# Testing & principles of design

![exploits](figures/exploits_of_a_mom.png)

Timothy E. Holy

Washington University in St. Louis

# Topics for today

- testing, reliability, and design
- how to write tests
- test coverage

# Reasons to be concerned about code-quality

- science is increasingly reliant on computation

- experimental science has widely agreed-upon standards about positive and negative controls, etc.; there is nothing comparable for computation

- many estimates for error rates are scary: a widely-cited statistic (*Code Complete* by Steve McConnell) gives an industry average of 15-50 bugs per 1000 lines of *delivered* code.

- it's widely agreed that carefully-designed and tested software can beat this by one or more orders of magnitude

# One way to help: testing

- *static testing*: "code that analyzes code" (in Julia: [JET.jl](https://github.com/aviatesk/JET.jl) and [SnoopCompile.jl](https://github.com/timholy/SnoopCompile.jl))
- *dynamic testing*: run the code and check the results

## Testing can do more than just reduce bugs

Testing can help encourage development *processes* that results in better outcomes

# Challenges to writing good code: smart people

*(Acknowedgments to Evan Dorn, https://www.youtube.com/watch?v=HhwElTL-mdI)*

Many people who write code are so smart they can juggle a lot in their heads


"Sit down and start typing" is like an engineer who says "I don't need plans, just give me the bricks and I'll start construction."
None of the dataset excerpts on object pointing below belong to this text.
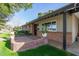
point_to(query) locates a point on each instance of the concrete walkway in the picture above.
(74, 49)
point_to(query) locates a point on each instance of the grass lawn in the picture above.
(5, 35)
(5, 51)
(44, 50)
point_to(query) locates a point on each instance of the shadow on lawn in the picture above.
(45, 50)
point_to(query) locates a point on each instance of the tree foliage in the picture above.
(7, 9)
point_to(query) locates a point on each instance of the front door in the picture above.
(35, 29)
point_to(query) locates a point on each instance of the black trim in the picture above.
(64, 31)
May work for small projects, but limits you with complex projects

(story time)

# Advantages of *having* tests

- documents what you expect your code to do

- validates your initial implementation (to you and others)

- *it frees you to improve the code later*, largely without fearing that you'll trigger new bugs

(interactive demo)

# Test-driven development (TDD)

![TDD](figures/TDD.jpg)

# Advantages of *writing* tests

- "exercise" your design before going to the trouble to write it

- testability encourages good design: testable code tends to be "good code"
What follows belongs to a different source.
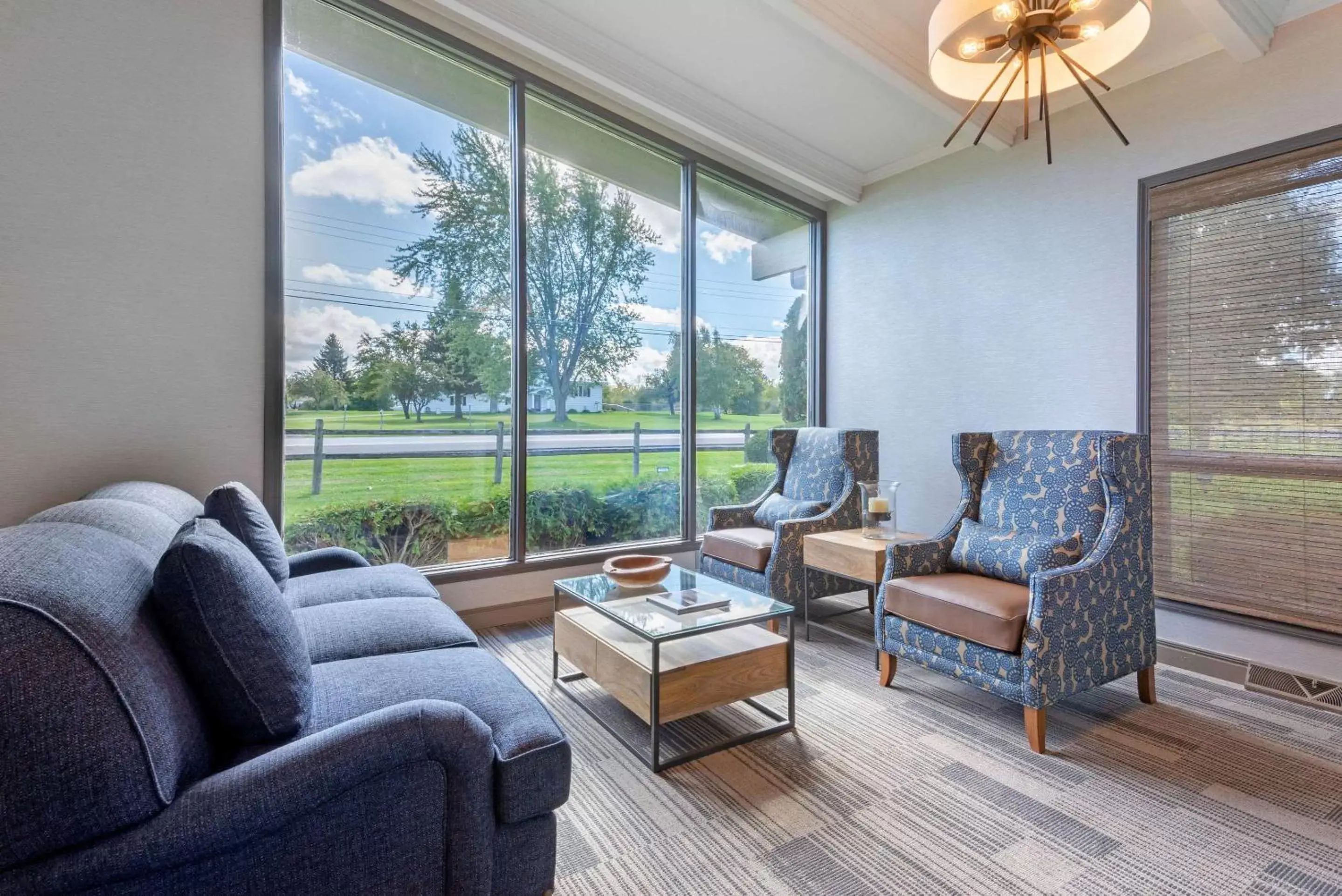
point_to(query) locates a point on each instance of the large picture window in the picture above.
(492, 292)
(1246, 368)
# Code that might be hard to test

```julia
function calculate(A, B, C, x, y, z; option1=nothing, option2=nothing, option3=nothing, option4=nothing...)
    
    # 100 lines of "preliminaries" that set options, convert arguments into standard formats, etc.
    
    # Now the real computation starts
    
end
```


Matlab is particularly bad about encouraging designs like these (one callable function per file, lack of namespaces)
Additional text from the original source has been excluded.